It was determined that Liam would undergo surgery to resect the tumor on Friday, November 13th. At approximately 9:45am, the nurse practitioner came to the waiting area where our family was anxiously waiting news on the progress. The first update was that the tumor was proving to be difficult and it was likely they would not be able to resect the entire mass during this surgery and that based on their findings under the microscope, it was going to be an uphill battle. Not another hour had passed when the neurosurgery team came to update us again. They were there to say that the entire tumor had been resected! What appeared at first to be challenging wasn’t so challenging after all! They came to an area that they thought would be difficult, however, there was a fine delineation between the brain and the tumor and thankfully they were able to lift it out without issue. 

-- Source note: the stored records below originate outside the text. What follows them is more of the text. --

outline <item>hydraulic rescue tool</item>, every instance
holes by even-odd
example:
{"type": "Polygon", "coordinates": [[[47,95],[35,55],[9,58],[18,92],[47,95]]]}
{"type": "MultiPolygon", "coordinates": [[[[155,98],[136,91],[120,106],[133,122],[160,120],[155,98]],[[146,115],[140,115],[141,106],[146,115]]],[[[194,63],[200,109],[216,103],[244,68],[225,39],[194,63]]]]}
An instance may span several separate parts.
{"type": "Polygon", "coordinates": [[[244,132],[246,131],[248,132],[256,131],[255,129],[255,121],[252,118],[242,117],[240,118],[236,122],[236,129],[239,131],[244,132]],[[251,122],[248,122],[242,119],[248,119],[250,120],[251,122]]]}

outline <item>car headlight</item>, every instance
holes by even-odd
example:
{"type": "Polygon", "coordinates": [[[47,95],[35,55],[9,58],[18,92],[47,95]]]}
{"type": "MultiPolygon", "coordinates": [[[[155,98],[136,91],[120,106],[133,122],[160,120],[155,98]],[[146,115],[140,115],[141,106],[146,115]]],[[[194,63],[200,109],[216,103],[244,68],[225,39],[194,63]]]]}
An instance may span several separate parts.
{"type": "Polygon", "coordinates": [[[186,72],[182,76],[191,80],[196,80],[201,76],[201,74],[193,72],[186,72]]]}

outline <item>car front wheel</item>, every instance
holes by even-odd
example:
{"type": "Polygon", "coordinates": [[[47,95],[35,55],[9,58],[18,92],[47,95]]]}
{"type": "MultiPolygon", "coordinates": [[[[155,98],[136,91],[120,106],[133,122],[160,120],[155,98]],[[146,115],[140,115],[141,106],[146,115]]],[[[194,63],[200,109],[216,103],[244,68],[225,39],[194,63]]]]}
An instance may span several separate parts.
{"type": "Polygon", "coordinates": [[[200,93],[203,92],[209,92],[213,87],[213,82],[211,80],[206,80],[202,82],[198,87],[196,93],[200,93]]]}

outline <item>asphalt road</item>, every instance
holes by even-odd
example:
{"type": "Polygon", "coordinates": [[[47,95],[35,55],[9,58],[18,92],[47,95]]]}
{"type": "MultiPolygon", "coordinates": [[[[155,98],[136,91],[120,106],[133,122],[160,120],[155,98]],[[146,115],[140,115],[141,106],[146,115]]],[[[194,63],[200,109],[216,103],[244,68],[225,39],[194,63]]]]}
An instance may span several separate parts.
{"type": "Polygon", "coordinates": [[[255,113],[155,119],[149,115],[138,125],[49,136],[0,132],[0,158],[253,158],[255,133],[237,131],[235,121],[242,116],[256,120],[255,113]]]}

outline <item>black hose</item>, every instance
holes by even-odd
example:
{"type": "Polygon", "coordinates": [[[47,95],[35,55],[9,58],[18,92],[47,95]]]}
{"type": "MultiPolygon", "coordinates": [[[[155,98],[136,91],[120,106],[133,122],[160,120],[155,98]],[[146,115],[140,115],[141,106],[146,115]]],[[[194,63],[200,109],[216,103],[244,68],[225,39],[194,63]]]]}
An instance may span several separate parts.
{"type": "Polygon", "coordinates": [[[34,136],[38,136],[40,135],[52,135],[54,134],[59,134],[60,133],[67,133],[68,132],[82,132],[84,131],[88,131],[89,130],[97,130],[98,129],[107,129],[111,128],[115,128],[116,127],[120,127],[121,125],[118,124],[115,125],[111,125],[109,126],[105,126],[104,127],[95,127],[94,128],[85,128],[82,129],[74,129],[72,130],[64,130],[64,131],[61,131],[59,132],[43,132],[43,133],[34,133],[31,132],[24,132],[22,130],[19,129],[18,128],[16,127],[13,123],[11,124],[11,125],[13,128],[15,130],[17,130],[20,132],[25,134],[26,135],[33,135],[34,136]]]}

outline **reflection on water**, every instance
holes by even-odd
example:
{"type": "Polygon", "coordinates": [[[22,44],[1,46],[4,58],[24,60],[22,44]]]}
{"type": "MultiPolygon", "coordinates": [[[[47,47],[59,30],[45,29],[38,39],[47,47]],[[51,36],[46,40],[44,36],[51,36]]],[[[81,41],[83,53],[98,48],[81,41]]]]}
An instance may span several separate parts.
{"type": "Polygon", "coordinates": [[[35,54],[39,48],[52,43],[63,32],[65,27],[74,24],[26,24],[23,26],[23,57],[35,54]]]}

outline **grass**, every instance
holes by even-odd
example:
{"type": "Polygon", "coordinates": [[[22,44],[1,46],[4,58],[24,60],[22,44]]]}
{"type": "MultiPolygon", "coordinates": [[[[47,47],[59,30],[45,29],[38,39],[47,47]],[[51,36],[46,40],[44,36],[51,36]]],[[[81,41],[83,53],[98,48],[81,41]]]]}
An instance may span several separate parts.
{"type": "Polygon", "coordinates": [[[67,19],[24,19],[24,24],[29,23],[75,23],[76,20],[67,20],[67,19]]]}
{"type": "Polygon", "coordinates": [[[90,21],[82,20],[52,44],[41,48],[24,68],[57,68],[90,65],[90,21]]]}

Liam spent the next 5 days in the Pediatric Intensive Care Unit, where he was under 24 hour care. He proved to our whole family at that time just how strong he was. Just a short while after surgery he started to follow voices with his eyes. He ate a Popsicle just a couple of days after surgery, and started doing other silly things that Liam was known for.

After 5 days in the PICU, Liam was brought back to the post-surgery floor. This was time for recovery and time to understand the pathology of the type of tumor on his brain. Liam experienced some swelling during this time and there were a couple of anxious moments.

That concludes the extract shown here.